HD DVD has officially launched in the US, as Toshiba shipped 10,000 of its first HD DVD players to stores across the US, from where they were quickly sold out according to reports. And initial reviews of the products seem to be positive so far.

Although the launch of HD DVD was marked by conflicting announcements and date changes, the format has managed to launch with two studios releasing three movies in the next-generation optical disc format. However it is reported that each title will only have a shipment of 10,000 or less, to coincide with the volume of players shipped.
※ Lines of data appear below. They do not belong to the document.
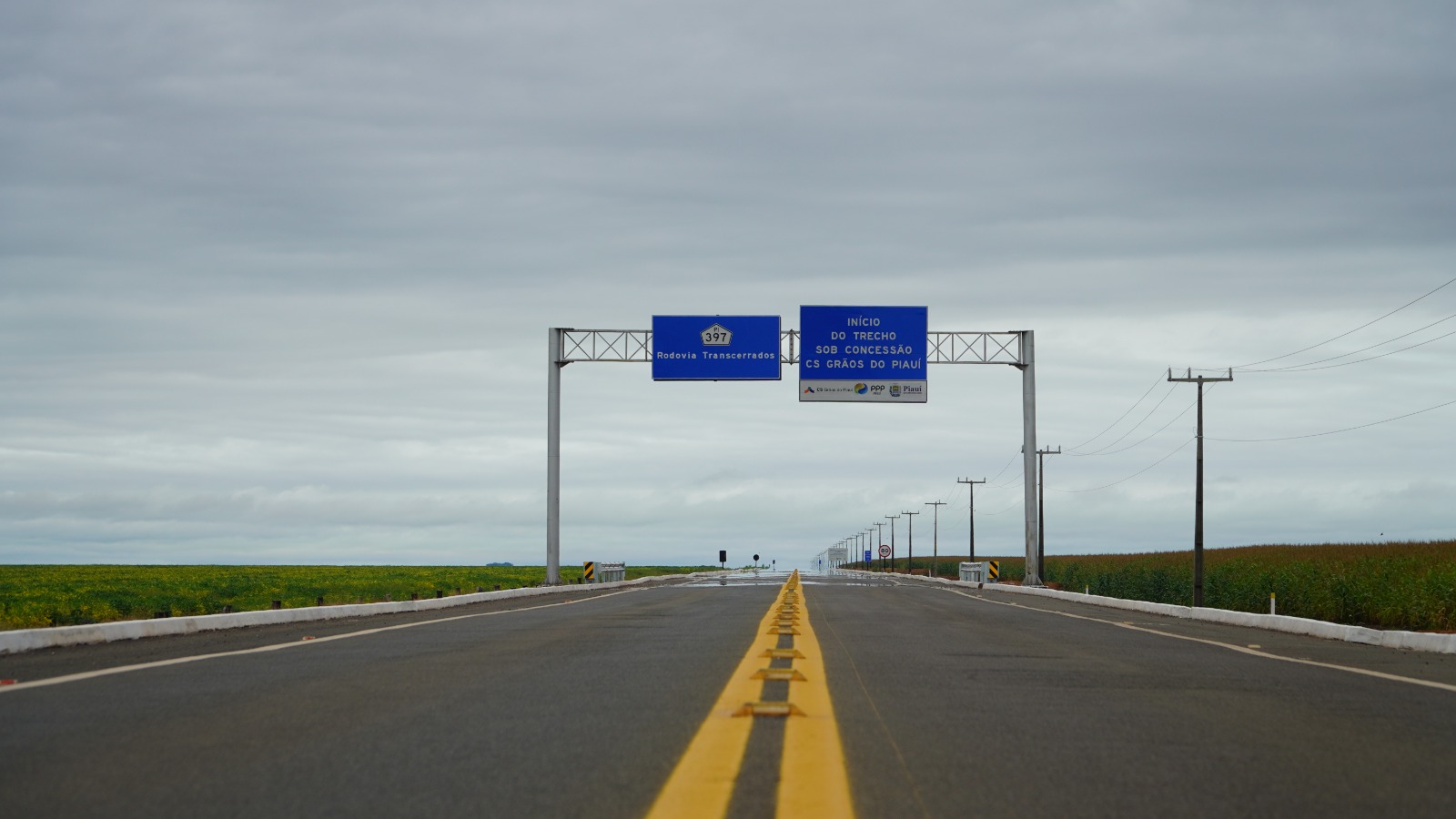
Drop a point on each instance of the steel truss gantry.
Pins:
(567, 346)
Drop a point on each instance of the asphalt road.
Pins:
(946, 704)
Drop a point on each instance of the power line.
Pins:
(1343, 334)
(1161, 401)
(1120, 417)
(1135, 474)
(1361, 350)
(1147, 439)
(1337, 431)
(1309, 369)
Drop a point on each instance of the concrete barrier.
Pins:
(1412, 640)
(33, 639)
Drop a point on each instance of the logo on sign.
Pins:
(717, 336)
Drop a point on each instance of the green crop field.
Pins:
(34, 596)
(1407, 584)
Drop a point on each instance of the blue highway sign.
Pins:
(715, 349)
(863, 354)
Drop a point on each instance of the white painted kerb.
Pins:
(1414, 640)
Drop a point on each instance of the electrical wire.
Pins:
(1334, 431)
(1135, 474)
(1309, 369)
(1120, 417)
(1343, 334)
(1152, 436)
(1358, 351)
(1104, 450)
(1012, 460)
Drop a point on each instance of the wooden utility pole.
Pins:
(1041, 508)
(880, 542)
(1198, 503)
(935, 537)
(972, 490)
(910, 560)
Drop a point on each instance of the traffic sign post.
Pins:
(863, 354)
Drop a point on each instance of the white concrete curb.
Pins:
(1414, 640)
(33, 639)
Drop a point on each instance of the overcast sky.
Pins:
(276, 278)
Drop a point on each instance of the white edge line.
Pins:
(1230, 646)
(280, 646)
(1412, 640)
(31, 639)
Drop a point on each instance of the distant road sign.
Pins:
(715, 349)
(863, 354)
However, whether the head start on Blu-ray will give HD DVD the advantage in the market is still to be seen.
"A lot is to be said about getting it to market sooner, but it's the question of what you are going to play on it that matters," said Andy Parsons, a spokesman for Blu-ray, noting the majority of Hollywood's major studios have thrown their support behind Blu-ray.

Sony expects to ship its first Blu-ray titles on May 23 with the first Blu-ray player by Samsung Corp. due out in late June, although Parsons said it may be possible to equip a computer with a Pioneer Corp. Blu-ray computer drive before then.

However, the Blu-Ray delays have meant that Toshiba and its HD-DVD standard enjoy, for now, an uncontested market.

Industry-watchers ABI Research, claimed this week HD DVD will have taken almost 70 per cent of the high-definition media market by the end of the year, leaving rival format Blu-ray Disc with a market share of just 30 per cent.

Polarising the issue as a Sony vs Toshiba fight, ABI does note that Sony's Blu-ray player is four months away, while Toshiba's HD-A1 and HD-XA1 HD DVD players are shipping in the US now. It also has a price advantage as Toshiba's players are about half the price of the competing Blu-ray Disc players.

However, with the launch of the Samsung player in June and the PlayStation 3 in November, ABI expects the picture may change in 2007 as these factors could well start reversing the two formats’ relative market positions.

An early market lead is important for HD DVD as content providers will look for one format to establish itself above the other, allowing them to move behind it. A few studios support both formats, but most favour one or the other. Those promoting Blu-ray may be tempted to shift allegiance, or decide to support both formats, if HD DVD builds a clear lead early on.